From Iceland — Ungoo


Published July 18, 2014

Part V: If Critics Cluck, Coffins Croonk


Part V: If Critics Cluck, Coffins Croonk

[Continued from Ungoo IV]

Granted, much of traditional paper-based publication is currently in crisis. Yet, most of Morgunblaðið, heavily decorated by ads from companies on friendly terms with the Independence Party, keeps going. (Buying ad-space in Morgunblaðið is not just a political act, but comes close to signing a manifesto.) Its sports pages persist. Without any empirical evidence, my hypothesis as to why they cancelled Lesbók, is that it was open to texts that Morgunblaðið‘s new masters simply would not understand. And what you don’t understand might be communism. Perhaps the old masters didn’t understand it all either, but that was way back in that period between 1991 and 2008, which still lacks a name, when tolerance was a catch-phrase. It was sweet, and it’s easy to get nostalgic, but let’s not get carried away: most people are tolerant to what they see as harmless. For a while it must have seemed to the right-wing as if they had disarmed the enemy for good, so why not let them babble?

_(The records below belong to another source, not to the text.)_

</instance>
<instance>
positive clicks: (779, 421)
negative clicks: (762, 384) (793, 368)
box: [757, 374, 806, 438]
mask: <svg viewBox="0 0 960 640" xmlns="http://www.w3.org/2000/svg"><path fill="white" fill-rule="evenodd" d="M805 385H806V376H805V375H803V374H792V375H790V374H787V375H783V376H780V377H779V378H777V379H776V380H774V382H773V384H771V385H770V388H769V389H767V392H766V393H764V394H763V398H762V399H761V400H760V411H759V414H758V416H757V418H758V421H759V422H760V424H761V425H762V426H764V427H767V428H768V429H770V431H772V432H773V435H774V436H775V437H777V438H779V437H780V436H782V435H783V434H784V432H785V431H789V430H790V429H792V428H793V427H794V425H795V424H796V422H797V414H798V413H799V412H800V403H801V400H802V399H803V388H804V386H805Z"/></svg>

You might go on and venture to hypothesize that Morgunblaðið‘s current masters are brutally anti-enlightenment, that they perceive modernity mainly as a matter of technological advances, rather than anything to do with our use of mental faculties. And still further, that this mindset can at any time bring us back to what we call the middle ages, without much notice, since our gadgets would remain impeccably smart. That might be over-dramatizing, though. Let it suffice to mention that even in its heyday as the outpost of liberal tolerance and publisher of Lesbók, the entrance lobby of Morgunblaðið‘s headquarters had one sculpture, a disproportioned caricature of a face, titled ‘Gaggrýnandinn’ – a wordplay with the hen-related onomatopoeia ‘cluck’ and Icelandic for ‘Critic’.

For those less patient, more politicized, young scholars and authors who were frustrated by the Lesbók‘s perceived compliance to established norms, the website (e. The Coffin), started in 1999, provided an alternative option to publish critical and playful texts. Kistan was founded by the late Matthías Viðar Sæmundsson, a prolific and charismatic scholar of literary theory, who brought such thinkers as Michel Foucault and Jacques Derrida to Iceland, during a time when many of the country’s philosophers still responded to their works mainly with derision. As in: Who needs signifiers and the signified when you have meaning and denotion? As a freshman in philosophy around the turn of the century, I remember being dismissive in the way that comes easy when you know, basically, nothing. If new modes of thinking and new ways of writing can be threatening, Matthías Viðar came across as an arche-duke of such threats.

Matthías Viðar passed away in 2004, but his influence remains, not least through his students, including many among the country’s so-called post-modernist scholars and authors —here, post-modernist in the vague sense of being interested in both literature and theory. If I am not mistaken, one among Matthías Viðar’s students was Lesbók‘s aforementioned editor, Þröstur Helgason. Matthías Viðar’s name also lives on in mythical anecdotes: he is said to have carried a stuffed raven through the streets of Reykjavík at night, brought the raven to a bar, put it on a table, then sat down to converse with it. Whether this was a one-time incident, a habit, or even if the myth is purely fictional, such stories only add to the prestige of an intellectual seen as disruptive to convention —admittedly, perhaps even more so in the minds of those who never got to know him.

One of Matthías Viðar’s Kistan‘s novelties was endless space. As the first website of its kind, it didn’t demand cuts for such arbitrary reasons as running out of paper. This offered a certain lightness, compared with already existing media, and supported an openness to new kinds of whimsical writing, academic and literary, of various lengths. Coming about in the days when online publishing was still side-lined, and didn’t feel as institutionally real as print, I am not sure Kistan ever had to even consider the issue of copyright or other such formalities. Kistan felt liberatingly anti-institutional and pro-thought. The design always remained somewhat ugly, the background color always black, the whole thing as if it had something to do with punk. You could come there for the good stuff.

Kistan may have run for around a decade, but I lack clear sources on its end. Unlike Lesbók, Kistan was financed only minimally: its editor was paid, while the authors were not. The community-spirit of a struggle can go a long way to overcome lack of money. Kistan went through the hands of various editors, until it ceased publication around the same time as Lesbók did. The archives remained online for a while, somehow fittingly unsearchable through Google. Then, not long ago, they vanished altogether. The reasons why Kistan was dismantled are not clear to outsiders, but it appears to have had to do with its rather vague institutional background and lack of funds.